I. Black political power requires Black voting districts
The only officials who are elected by all Americans regardless of where they live are the President and Vice President. All other elected officials are chosen by voters who are residents of specified locales. 

This rule of election by location implies a continuing need for "Black districts" -- locales wherein a substantial portion of the residents are Black. All other things being equal, as economists like to say, during the transition White voters will be more likely to vote for White candidates, and Black voters will be more likely to vote for Black candidates. In cities where Black voters are evenly distributed across all neighborhoods and are therefore a minority in all neighborhoods, those cities will be unlikely to elect any Black councilmen and even less likely to elect Black mayors. 

But let's suppose that the lingering forces of de facto segregation suddenly disappeared. In cities wherein banks lent mortgages to Blacks to buy homes in any neighborhood and owners of apartment buildings rented to Blacks in any neighborhood, Black districts would survive if and only if substantial numbers of the city's Black legal residents choose to continue living in such districts, i.e, if they practiced self-segregation. 
So consider the observed political advantages of self-segregation. 

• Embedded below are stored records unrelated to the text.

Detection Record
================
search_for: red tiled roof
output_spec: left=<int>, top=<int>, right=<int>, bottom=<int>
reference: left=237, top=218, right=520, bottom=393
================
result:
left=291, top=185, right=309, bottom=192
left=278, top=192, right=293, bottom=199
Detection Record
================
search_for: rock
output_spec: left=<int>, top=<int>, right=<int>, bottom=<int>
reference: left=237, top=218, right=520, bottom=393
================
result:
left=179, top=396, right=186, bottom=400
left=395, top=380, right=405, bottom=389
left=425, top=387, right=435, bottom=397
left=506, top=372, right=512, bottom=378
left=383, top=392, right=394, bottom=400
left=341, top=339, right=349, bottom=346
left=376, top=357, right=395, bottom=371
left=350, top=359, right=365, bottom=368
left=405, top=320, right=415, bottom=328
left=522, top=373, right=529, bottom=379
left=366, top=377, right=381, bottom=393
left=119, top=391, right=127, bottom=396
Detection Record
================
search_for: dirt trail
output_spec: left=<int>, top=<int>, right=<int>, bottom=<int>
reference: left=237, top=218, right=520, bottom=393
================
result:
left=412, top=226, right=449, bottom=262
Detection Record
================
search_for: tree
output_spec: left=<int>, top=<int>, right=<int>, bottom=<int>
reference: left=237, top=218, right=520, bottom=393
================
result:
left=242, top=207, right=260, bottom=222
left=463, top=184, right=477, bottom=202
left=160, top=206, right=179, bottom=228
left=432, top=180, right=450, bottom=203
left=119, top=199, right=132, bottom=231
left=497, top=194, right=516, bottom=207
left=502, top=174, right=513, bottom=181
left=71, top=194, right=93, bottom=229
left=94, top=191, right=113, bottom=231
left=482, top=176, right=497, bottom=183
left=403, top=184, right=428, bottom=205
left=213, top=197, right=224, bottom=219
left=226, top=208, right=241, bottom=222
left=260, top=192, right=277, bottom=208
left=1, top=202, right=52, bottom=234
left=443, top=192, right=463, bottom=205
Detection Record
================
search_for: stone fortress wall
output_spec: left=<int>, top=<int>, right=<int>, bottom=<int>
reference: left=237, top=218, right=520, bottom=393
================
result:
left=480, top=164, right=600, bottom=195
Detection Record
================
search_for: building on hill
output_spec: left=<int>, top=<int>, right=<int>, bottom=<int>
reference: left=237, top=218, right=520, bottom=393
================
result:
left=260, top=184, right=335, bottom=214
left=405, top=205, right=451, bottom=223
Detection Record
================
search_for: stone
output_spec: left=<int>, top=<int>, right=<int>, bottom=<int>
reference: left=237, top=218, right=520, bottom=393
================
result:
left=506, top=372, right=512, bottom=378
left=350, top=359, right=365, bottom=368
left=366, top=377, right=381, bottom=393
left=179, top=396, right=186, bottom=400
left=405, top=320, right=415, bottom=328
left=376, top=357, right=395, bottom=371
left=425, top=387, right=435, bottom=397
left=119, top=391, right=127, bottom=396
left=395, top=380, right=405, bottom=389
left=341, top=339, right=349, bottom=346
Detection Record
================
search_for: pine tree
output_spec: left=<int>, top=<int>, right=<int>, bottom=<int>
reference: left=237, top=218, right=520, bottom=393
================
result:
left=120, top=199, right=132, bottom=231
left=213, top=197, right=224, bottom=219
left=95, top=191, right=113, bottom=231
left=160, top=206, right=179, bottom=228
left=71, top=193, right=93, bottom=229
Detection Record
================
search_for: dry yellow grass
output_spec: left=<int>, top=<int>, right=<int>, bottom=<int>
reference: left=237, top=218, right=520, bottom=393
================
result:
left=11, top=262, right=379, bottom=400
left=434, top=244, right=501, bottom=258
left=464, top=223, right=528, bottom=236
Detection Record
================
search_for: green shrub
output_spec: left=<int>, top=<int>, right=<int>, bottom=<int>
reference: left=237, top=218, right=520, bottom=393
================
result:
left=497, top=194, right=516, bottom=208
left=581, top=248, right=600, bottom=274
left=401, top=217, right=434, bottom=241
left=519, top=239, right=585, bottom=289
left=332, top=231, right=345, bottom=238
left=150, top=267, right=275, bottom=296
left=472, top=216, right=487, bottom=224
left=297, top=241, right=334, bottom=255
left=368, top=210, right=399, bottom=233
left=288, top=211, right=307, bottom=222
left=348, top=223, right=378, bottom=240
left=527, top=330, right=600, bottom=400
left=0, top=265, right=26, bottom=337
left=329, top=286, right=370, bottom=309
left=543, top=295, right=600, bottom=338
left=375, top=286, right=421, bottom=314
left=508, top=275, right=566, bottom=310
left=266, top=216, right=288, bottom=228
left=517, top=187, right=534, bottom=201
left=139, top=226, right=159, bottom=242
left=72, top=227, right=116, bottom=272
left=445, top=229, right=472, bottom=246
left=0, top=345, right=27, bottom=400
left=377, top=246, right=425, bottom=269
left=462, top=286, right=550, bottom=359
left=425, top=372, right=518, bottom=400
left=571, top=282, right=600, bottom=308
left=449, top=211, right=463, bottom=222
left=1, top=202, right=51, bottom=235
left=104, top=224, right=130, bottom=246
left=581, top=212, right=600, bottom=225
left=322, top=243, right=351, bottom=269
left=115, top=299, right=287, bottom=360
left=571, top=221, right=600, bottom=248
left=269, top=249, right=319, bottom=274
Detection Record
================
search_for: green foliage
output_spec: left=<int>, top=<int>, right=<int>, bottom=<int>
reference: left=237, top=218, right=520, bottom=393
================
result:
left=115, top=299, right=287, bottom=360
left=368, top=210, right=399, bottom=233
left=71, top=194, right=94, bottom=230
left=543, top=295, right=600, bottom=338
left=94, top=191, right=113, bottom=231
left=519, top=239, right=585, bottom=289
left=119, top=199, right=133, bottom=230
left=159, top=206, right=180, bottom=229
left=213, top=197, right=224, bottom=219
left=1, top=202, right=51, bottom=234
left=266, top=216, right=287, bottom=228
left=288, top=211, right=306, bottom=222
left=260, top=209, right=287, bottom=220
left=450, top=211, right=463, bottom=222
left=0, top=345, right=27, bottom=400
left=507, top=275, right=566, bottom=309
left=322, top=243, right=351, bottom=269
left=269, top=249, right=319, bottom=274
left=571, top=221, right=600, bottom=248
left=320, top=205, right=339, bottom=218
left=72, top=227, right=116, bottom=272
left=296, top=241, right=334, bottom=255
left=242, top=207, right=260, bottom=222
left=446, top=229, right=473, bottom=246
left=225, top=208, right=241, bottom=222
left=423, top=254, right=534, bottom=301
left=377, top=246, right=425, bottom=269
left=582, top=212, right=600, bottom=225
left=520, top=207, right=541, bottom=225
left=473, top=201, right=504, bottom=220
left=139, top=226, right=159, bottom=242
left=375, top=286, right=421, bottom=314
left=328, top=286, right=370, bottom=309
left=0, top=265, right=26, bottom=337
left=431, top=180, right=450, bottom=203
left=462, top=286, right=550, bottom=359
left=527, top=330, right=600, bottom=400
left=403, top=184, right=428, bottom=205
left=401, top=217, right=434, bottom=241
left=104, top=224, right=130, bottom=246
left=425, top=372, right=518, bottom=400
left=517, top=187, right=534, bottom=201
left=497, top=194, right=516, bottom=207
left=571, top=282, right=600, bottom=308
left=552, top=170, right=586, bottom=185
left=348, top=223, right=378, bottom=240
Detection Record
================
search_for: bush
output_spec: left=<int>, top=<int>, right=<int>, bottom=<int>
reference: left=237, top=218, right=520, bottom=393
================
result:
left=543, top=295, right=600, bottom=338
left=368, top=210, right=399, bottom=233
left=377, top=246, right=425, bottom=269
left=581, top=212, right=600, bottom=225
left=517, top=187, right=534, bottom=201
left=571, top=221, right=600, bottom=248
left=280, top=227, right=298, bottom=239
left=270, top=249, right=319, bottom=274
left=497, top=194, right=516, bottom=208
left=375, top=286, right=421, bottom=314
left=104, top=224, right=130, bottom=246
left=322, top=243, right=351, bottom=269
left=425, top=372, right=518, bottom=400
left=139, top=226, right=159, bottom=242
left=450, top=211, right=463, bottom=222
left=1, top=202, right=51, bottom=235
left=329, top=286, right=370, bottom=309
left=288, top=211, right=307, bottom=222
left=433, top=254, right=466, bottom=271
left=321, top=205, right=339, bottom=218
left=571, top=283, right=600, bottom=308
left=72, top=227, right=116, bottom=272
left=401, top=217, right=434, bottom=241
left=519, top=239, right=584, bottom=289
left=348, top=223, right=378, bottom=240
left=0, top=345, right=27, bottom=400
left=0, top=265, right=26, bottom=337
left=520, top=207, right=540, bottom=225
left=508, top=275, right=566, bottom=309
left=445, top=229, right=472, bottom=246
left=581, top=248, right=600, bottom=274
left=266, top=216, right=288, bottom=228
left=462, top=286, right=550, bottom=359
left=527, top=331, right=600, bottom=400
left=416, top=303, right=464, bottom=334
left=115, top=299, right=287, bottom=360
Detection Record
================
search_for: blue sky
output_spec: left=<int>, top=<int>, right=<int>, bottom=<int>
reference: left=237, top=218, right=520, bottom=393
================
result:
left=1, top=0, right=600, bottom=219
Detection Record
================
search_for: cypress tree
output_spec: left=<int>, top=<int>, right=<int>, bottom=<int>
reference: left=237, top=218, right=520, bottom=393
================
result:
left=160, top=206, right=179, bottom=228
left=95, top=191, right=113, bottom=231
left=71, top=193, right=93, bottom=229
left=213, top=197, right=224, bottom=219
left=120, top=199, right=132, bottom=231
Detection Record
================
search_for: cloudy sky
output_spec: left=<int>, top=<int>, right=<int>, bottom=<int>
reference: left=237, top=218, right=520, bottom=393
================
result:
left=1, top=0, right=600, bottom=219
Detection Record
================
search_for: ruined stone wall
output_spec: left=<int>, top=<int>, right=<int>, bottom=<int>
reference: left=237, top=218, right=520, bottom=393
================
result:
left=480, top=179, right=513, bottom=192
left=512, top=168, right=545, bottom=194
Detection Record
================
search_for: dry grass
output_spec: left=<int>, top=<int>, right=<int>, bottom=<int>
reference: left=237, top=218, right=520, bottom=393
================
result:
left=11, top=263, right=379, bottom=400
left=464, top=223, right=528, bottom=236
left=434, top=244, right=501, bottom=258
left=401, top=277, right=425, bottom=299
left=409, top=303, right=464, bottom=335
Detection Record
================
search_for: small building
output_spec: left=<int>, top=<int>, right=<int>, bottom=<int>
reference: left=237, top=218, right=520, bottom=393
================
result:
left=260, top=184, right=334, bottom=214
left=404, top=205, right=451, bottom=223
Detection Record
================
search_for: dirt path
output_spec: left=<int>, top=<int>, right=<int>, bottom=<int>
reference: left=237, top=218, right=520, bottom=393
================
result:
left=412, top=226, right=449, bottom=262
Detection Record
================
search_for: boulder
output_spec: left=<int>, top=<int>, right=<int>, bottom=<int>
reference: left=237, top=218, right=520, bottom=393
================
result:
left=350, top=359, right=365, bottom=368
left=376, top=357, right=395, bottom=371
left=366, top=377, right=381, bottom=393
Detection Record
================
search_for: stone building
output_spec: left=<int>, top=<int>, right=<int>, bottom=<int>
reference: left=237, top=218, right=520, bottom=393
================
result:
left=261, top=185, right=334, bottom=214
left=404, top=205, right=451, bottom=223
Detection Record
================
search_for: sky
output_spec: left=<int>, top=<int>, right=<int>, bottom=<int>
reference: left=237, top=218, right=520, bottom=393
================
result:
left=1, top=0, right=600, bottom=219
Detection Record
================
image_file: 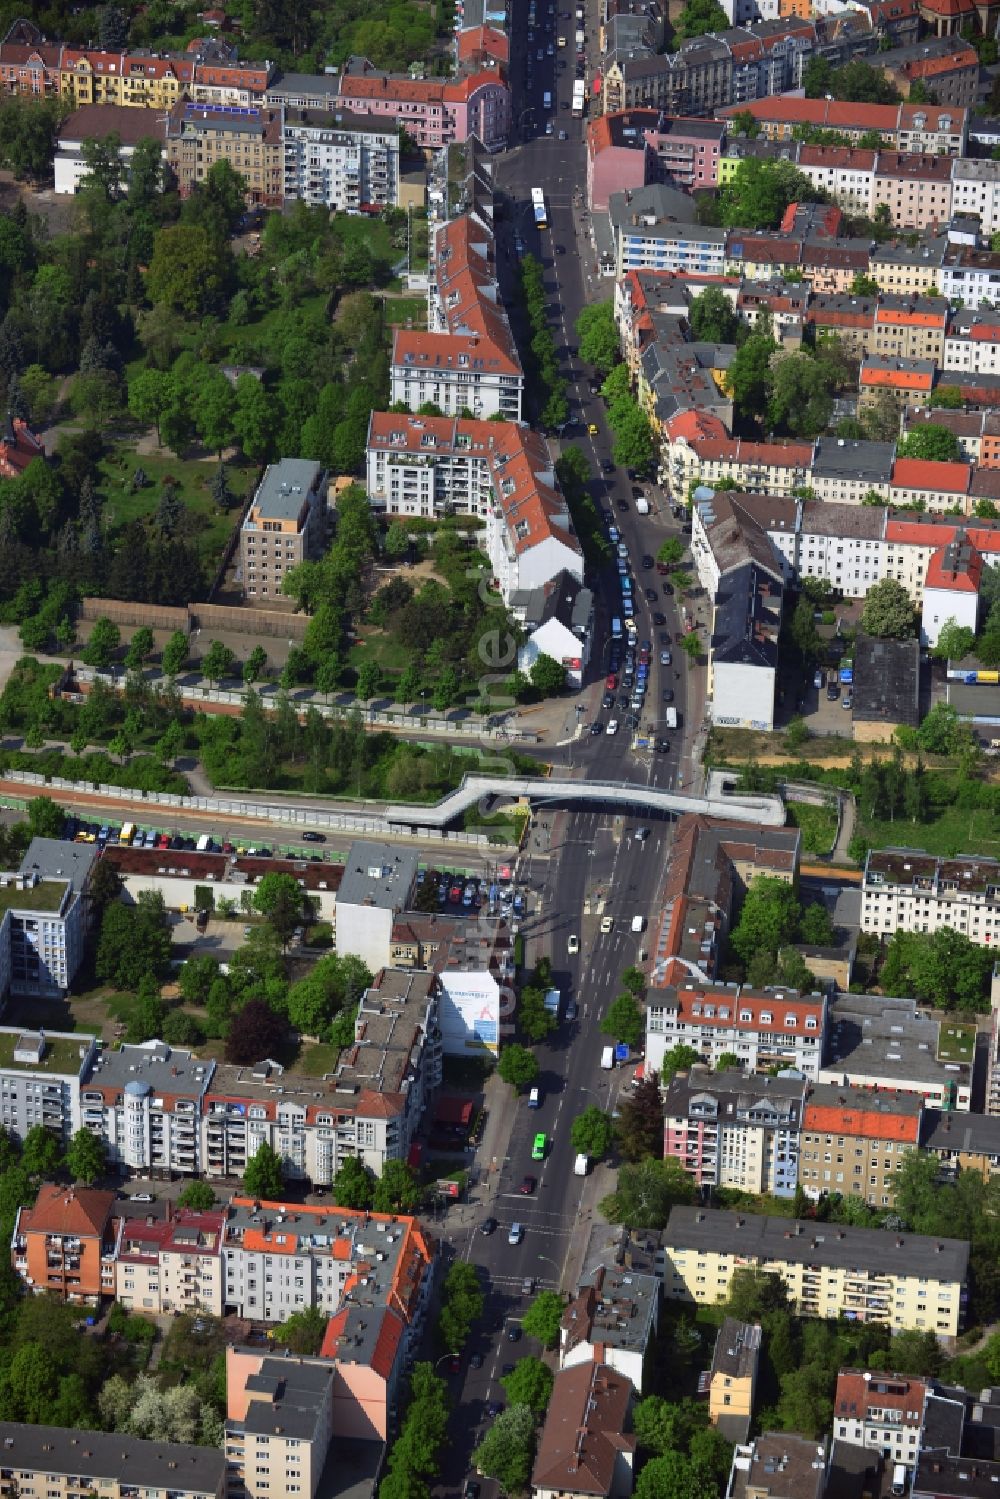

  • Cities with Black wards elect more Black councilmen and are more likely to elect Black Mayors, e.g., Atlanta, Washington DC, Baltimore, and Detroit
     
  • Segregated neighborhoods also enhance the elections of Black county executives, county legislators, state legislators, and U.S. Congressmen. But they are unlikely to enhance the elections of Black governors and Black U.S. Senators. 
     
  • It's not surprising that in the last fifty years Black neighborhoods have facilitated the elections of thousands of Blacks to state and local offices, over a hundred Black Congressmen, but only four U.S. Senators -- Edward Brooke (MA 1966), Carol Moseley Braun (IL 1992), Barack Obama (IL 2004), Corey Booker (NJ 2012); two governors -- Deval Patrick (MA 2006, 2010), Douglas Wilder (VA 1990); and one president -- Barack Obama (2008, 2012). (Note that David Patterson was not elected governor of New York; he succeeded Eliot Spitzer when Spitzer resigned in 2008.)
Of course, all Black Americans don't have to reside in Black districts in order to maximize Black America's political power -- just enough to ensure the election of Black candidates from those districts. However, during elections Blacks who do not choose to reside in Black districts should contribute funds and volunteer their time to support the campaigns of their preferred Black candidates in those districts. Their contributions of money and time will not only ensure the election of their preferred candidates, but will also entitle them to expect that the victorious Black candidates will champion policies that are of special concern to them, e.g., initiatives to enhance the quality of Black higher education.